Another clue that you should use 79 is if the surgeon links a second procedure to a totally different diagnosis and does not mention a “complication” or that the second procedure is staged or related to the first, according to Lamm.
Example: The patient is in the global period for a partial mastectomy (19301, Mastectomy, partial [e.g.,lumpectomy, tylectomy, quadrantectomy, segmentectomy]). During that time, the patient has an appendectomy (such as 44970, Laparoscopy, surgical, appendectomy) because of acute appendicitis. You should append modifier 79 tothe appendectomy code.
Scrutinize Your 79 Claims — Before Your Contractor Does
Thanks to abusive practices of some providers who used modifier 79 to bypass surgical bundling rules, the Office of Inspector General (OIG) “has asked all contractors to look at codes with modifier 79,” Pisani says.

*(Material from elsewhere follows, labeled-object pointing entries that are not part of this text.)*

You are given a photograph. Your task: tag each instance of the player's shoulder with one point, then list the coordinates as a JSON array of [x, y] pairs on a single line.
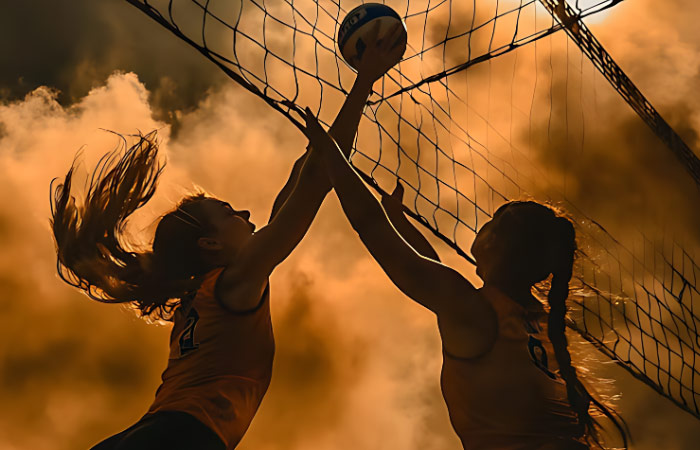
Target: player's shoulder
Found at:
[[239, 294]]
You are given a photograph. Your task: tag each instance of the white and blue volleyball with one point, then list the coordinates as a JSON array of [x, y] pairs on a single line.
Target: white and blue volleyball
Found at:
[[357, 25]]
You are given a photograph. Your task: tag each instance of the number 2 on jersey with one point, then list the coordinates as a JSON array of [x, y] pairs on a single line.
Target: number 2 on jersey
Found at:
[[187, 339]]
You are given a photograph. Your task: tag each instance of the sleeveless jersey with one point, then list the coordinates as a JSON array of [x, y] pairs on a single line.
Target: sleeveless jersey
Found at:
[[511, 398], [220, 363]]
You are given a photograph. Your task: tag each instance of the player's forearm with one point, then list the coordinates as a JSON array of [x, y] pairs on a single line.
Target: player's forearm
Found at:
[[347, 121], [343, 131], [411, 234], [361, 207], [289, 185]]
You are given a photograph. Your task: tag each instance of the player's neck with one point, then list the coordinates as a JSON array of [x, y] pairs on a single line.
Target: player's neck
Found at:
[[520, 294]]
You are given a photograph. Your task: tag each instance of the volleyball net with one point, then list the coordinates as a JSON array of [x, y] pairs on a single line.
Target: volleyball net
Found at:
[[464, 121]]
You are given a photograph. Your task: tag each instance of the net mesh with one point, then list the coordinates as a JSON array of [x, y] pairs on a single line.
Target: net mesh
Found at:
[[445, 132]]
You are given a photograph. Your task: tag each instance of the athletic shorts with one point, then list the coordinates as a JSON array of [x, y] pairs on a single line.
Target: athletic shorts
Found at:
[[164, 430]]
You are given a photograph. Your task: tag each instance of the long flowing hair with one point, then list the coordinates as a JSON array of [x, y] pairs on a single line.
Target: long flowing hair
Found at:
[[92, 249], [548, 241]]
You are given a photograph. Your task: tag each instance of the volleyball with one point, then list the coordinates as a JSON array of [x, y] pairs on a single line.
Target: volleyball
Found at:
[[357, 26]]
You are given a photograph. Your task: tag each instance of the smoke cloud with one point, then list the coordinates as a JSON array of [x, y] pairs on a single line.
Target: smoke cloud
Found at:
[[357, 364]]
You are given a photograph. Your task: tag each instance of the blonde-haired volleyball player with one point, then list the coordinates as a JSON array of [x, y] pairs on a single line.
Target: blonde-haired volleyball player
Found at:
[[507, 376], [207, 273]]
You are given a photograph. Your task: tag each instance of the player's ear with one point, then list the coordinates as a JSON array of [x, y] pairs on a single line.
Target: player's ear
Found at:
[[209, 243]]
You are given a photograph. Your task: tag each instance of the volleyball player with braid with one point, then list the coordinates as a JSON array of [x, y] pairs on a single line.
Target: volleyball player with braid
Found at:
[[507, 376], [207, 273]]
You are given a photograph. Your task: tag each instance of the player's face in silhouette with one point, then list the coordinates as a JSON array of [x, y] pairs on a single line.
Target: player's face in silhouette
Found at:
[[484, 251], [232, 228]]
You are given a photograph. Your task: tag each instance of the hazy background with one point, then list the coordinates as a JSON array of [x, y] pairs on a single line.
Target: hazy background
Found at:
[[357, 364]]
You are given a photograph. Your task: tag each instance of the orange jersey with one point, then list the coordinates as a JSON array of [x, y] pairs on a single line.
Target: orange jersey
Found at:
[[511, 398], [220, 363]]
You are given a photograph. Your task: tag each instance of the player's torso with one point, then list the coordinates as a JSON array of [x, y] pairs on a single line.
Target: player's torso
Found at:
[[207, 340], [513, 391], [220, 363]]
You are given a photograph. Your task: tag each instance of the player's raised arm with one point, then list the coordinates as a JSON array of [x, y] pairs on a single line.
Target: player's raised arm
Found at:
[[394, 210], [379, 56], [424, 280]]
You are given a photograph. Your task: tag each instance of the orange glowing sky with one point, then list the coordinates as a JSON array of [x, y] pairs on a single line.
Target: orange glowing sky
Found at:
[[357, 364]]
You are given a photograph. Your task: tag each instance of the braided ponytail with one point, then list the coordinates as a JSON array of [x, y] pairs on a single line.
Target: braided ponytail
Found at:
[[580, 400]]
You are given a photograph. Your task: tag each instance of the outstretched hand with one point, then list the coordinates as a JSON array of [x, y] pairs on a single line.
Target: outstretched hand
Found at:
[[394, 202], [319, 139], [382, 52]]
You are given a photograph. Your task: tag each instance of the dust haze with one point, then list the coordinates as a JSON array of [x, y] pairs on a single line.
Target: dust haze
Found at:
[[357, 364]]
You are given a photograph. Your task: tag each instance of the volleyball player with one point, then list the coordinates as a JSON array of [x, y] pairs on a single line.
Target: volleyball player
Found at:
[[507, 375], [207, 272]]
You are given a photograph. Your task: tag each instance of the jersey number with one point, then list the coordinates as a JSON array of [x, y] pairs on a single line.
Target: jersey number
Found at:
[[539, 356], [187, 342]]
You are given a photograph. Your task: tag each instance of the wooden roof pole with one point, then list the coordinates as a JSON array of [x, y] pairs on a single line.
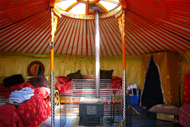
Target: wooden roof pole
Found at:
[[121, 22], [54, 19]]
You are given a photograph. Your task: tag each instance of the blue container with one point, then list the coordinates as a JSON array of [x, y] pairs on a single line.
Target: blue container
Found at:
[[135, 99]]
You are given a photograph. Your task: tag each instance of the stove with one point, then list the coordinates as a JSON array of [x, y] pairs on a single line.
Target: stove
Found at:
[[91, 110]]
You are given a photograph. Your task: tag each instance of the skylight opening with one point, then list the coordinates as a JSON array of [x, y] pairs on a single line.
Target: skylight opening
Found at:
[[79, 9], [109, 5], [65, 4]]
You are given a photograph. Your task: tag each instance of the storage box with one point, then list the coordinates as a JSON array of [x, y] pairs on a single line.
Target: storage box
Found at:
[[135, 99], [166, 117]]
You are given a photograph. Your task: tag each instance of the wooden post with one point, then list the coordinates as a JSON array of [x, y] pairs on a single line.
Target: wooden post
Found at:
[[53, 30], [121, 22]]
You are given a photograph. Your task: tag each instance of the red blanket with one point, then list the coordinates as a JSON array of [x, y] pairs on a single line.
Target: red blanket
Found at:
[[30, 113]]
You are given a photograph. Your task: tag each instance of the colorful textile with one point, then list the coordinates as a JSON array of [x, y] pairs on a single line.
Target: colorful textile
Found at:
[[5, 101], [22, 95]]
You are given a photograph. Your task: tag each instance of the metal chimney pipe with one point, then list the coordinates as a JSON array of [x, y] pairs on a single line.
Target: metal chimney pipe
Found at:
[[97, 54]]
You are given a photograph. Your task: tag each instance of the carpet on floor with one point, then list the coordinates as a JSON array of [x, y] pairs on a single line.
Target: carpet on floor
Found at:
[[74, 111]]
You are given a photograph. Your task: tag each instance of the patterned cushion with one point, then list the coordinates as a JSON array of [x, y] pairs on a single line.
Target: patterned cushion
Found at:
[[39, 81], [165, 109], [106, 74], [13, 80], [63, 79], [76, 75]]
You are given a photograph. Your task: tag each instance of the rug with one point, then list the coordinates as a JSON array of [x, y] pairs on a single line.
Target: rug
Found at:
[[74, 111], [131, 111]]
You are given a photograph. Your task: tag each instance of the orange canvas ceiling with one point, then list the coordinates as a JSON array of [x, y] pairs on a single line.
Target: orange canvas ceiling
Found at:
[[151, 26]]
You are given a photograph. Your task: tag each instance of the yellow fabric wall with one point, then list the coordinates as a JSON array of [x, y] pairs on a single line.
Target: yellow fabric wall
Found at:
[[168, 67], [15, 63]]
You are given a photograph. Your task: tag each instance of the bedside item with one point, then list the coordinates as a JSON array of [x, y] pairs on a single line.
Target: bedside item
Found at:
[[36, 68]]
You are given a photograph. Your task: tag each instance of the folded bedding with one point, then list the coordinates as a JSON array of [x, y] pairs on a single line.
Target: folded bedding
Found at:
[[30, 113], [22, 95]]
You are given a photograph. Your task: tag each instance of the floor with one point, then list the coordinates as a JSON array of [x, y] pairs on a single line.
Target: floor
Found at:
[[145, 119]]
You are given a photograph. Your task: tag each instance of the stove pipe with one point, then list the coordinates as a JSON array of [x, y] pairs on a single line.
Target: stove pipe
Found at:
[[97, 54]]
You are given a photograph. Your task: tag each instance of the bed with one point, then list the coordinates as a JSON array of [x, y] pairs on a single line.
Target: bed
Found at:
[[75, 85], [29, 113], [78, 81]]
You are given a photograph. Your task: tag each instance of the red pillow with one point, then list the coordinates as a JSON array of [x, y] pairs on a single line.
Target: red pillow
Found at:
[[63, 79], [116, 80], [44, 91]]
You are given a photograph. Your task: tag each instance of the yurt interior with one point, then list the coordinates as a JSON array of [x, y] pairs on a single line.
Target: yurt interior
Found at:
[[109, 63]]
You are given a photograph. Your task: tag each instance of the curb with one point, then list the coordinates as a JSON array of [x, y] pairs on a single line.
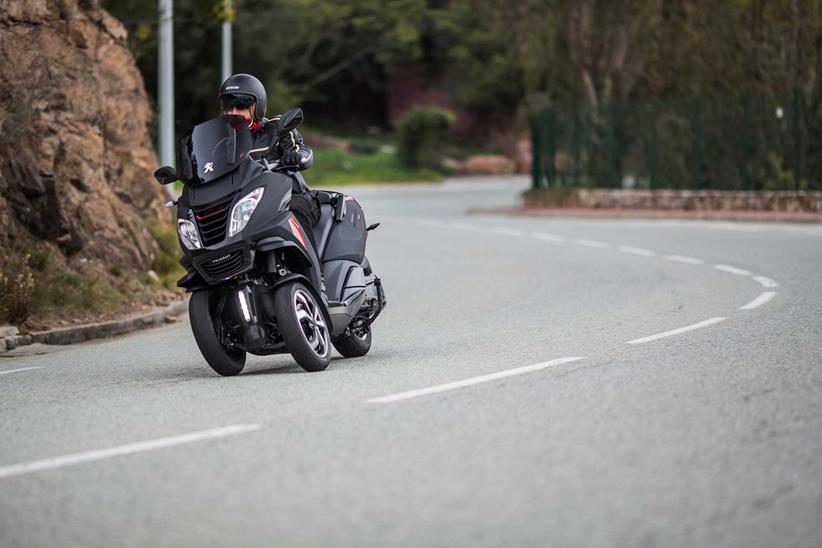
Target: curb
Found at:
[[81, 333]]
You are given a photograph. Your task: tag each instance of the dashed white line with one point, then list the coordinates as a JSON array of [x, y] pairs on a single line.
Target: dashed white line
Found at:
[[548, 237], [18, 370], [764, 297], [87, 456], [673, 332], [684, 259], [469, 382], [637, 251], [506, 231], [591, 243], [732, 270], [766, 282]]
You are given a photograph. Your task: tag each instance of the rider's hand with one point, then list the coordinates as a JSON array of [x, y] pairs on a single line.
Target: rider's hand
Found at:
[[291, 158]]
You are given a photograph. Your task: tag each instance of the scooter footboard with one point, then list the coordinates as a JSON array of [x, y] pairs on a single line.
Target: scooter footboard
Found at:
[[345, 287]]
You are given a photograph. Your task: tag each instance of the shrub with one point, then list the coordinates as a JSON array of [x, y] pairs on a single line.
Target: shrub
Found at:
[[16, 287], [167, 261], [422, 132]]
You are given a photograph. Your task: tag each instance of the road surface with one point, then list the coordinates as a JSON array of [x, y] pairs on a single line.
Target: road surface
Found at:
[[533, 382]]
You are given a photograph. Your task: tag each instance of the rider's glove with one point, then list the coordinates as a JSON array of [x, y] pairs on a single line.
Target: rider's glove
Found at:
[[291, 158]]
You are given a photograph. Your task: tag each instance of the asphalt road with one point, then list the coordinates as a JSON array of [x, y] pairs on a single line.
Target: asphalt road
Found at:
[[534, 382]]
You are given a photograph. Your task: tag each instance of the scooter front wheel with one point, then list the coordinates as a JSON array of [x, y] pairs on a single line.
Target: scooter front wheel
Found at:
[[354, 345], [303, 326], [226, 362]]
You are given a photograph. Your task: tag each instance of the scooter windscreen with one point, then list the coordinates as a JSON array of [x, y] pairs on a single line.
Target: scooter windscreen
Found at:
[[218, 146]]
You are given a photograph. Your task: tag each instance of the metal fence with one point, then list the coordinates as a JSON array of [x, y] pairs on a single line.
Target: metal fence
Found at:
[[749, 142]]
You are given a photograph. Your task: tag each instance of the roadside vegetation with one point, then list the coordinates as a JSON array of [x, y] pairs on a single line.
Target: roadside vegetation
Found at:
[[39, 288]]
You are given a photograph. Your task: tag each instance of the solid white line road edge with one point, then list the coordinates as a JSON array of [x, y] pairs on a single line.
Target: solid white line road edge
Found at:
[[99, 454], [505, 231], [684, 259], [19, 370], [548, 237], [673, 332], [591, 243], [765, 281], [764, 297], [472, 381], [732, 270], [637, 251]]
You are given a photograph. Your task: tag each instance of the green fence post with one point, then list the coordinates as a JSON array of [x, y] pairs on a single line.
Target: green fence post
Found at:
[[696, 131], [536, 154], [613, 170], [577, 145], [653, 159], [551, 148], [797, 139], [744, 143]]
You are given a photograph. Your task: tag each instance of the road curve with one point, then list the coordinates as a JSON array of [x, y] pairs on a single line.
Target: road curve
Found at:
[[533, 382]]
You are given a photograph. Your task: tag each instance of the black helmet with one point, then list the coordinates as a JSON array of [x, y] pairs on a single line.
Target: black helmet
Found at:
[[245, 84]]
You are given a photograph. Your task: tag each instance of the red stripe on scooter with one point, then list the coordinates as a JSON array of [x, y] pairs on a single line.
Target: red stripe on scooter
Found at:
[[295, 228]]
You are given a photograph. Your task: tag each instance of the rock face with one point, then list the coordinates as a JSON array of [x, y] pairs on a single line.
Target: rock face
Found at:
[[76, 161]]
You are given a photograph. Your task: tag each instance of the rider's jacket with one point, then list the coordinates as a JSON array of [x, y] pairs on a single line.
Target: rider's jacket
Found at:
[[270, 145]]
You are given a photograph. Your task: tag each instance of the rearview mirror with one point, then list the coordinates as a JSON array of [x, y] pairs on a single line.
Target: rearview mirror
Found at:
[[166, 175], [291, 119]]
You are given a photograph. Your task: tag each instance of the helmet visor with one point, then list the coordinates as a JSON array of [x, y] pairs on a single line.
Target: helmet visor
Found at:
[[240, 102]]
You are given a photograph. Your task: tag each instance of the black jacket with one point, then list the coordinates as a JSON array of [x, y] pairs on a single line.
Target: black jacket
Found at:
[[270, 145]]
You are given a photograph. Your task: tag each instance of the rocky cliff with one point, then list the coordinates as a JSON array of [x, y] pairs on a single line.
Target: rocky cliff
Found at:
[[76, 160]]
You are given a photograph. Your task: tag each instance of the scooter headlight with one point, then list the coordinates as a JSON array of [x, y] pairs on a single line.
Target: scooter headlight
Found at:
[[242, 211], [188, 234]]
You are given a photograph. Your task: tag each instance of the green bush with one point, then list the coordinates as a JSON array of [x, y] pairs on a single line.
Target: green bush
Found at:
[[16, 287], [167, 261], [422, 133]]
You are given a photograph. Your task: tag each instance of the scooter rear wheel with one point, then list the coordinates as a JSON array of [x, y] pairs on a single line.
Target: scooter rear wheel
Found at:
[[226, 362], [302, 326]]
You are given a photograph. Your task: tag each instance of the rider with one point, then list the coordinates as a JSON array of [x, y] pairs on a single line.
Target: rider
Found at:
[[245, 95]]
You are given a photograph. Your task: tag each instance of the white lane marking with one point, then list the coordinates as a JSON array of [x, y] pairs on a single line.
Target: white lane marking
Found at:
[[469, 382], [637, 251], [548, 237], [590, 243], [506, 231], [18, 370], [684, 259], [463, 226], [99, 454], [766, 282], [732, 270], [672, 332], [764, 297]]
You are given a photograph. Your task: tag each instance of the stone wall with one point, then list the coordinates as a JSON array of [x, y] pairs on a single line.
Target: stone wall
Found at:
[[76, 160], [678, 200]]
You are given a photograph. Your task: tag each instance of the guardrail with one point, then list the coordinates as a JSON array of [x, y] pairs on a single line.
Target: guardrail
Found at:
[[748, 142]]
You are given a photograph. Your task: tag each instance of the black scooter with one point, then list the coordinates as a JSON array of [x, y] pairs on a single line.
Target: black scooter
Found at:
[[257, 283]]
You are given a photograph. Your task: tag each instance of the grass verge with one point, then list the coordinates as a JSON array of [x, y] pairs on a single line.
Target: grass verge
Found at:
[[333, 168]]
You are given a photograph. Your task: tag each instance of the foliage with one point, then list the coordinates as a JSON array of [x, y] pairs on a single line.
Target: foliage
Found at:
[[166, 263], [333, 168], [422, 132], [16, 287], [503, 62]]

Loophole: Although CMS established pre-payment edits to detect when providers unbundle services from the global surgical package, services billed with modifier 79 were excluded from those pre-payment edits. That’s why CMS has instructed contractors to “strengthen program safeguards” against fraudulent 79 claims.
“Be aware if you’re using modifier 79 that you’re using it appropriately, and your records reflect the documentation,” Pisani notes.
Resource: To read the CMS instruction on modifier 79 scrutiny, go here.
Distinguish Other Global Period Modifiers: Unrelated conditions aren’t the only reason your surgeon might perform a separate procedure during a global surgical period. If the second procedure is not unrelated to the initial surgery, you’ll have to turn to modifiers other than 79.
• Identify planned or staged: Call on modifier 58 (Staged or related procedure or service by the same physician during the postoperative period) when the surgeon performs a secondary surgery during the post-op period of another surgery and the subsequent procedure was planned or staged, Pisani notes.
• Distinguish related but not planned: Modifier 78 (Unplanned return to the operating room by the same physician following initial procedure for a related procedure during the postop period) applies to the service when the physician has to unexpectedly return the patientto the operating room (OR) for a related procedure during the postoperative period, Pisani says.
Remember OR restriction: Medicare will only pay for treating a complication during the surgical global period if treatment requires a return to the operating room. Modifiers 58 and 78 do not apply if the Medicare beneficiary does not return to the OR.